The issue is familiar in public health, says David Ogilvie, who works in the field at the MRC Epidemiology Unit at the University of Cambridge, UK. In the standard paradigm of evidence-based medicine, researchers collect evidence on a therapy from randomized controlled trials until it gets a green or red light. But in many situations, such trials are unethical, impractical or unfeasible: it’s impossible to do a randomized controlled trial to test whether a new urban motorway improves people’s health by siphoning traffic out of town, for example. Often, researchers have to pragmatically assess a range of different evidence — surveys, natural experiments, observational studies and trials — and mosaic them together to give a picture of whether something is worthwhile. “You have to get on and do what we can with the best available evidence, then continue to evaluate what we’re doing,” says Ogilvie.

However well scientists synthesize and package evidence, there’s of course no guarantee that it will be listened to or used. The pandemic has shown how hard it can be to change the minds of ideologically driven politicians and hardened vaccine sceptics or to beat back disinformation on Twitter. “We’re definitely fighting against big forces,” says Per Olav Vandvik, who heads the MAGIC Evidence Ecosystem Foundation in Oslo, which supports the use of trustworthy evidence.

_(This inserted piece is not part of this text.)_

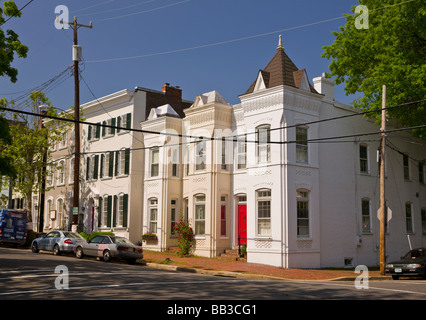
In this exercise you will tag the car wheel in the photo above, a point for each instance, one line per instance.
(56, 250)
(107, 256)
(79, 253)
(34, 247)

Leaders in the field will pick up these debates in October during the virtual meeting organized by Cochrane, COVID-END and the WHO, to discuss what has been learnt about evidence supply and demand during the pandemic — and where to go next. One key issue, Soares-Weiser says, is ensuring that evidence addresses issues faced by low- and middle-income countries, as well as richer ones, and that access to evidence is equitable, too. “I really believe that we will come out of this crisis stronger,” she says.

Carley, meanwhile, is still treating people with COVID-19 in Manchester, and sometimes still seeing new treatments recommended before they’ve been tested in trials. The last year has been exhausting and awful, he says, “seeing young, fit, healthy people coming in with quite horrific chest X-rays and not do terribly well”.

At the same time, there’s a thrill in seeing the enormous difference that evidence — that science — can make. “When results come out and you see that dexamethasone is going to save literally hundreds of thousands of lives worldwide,” he says, “you think — ‘that’s amazing’.”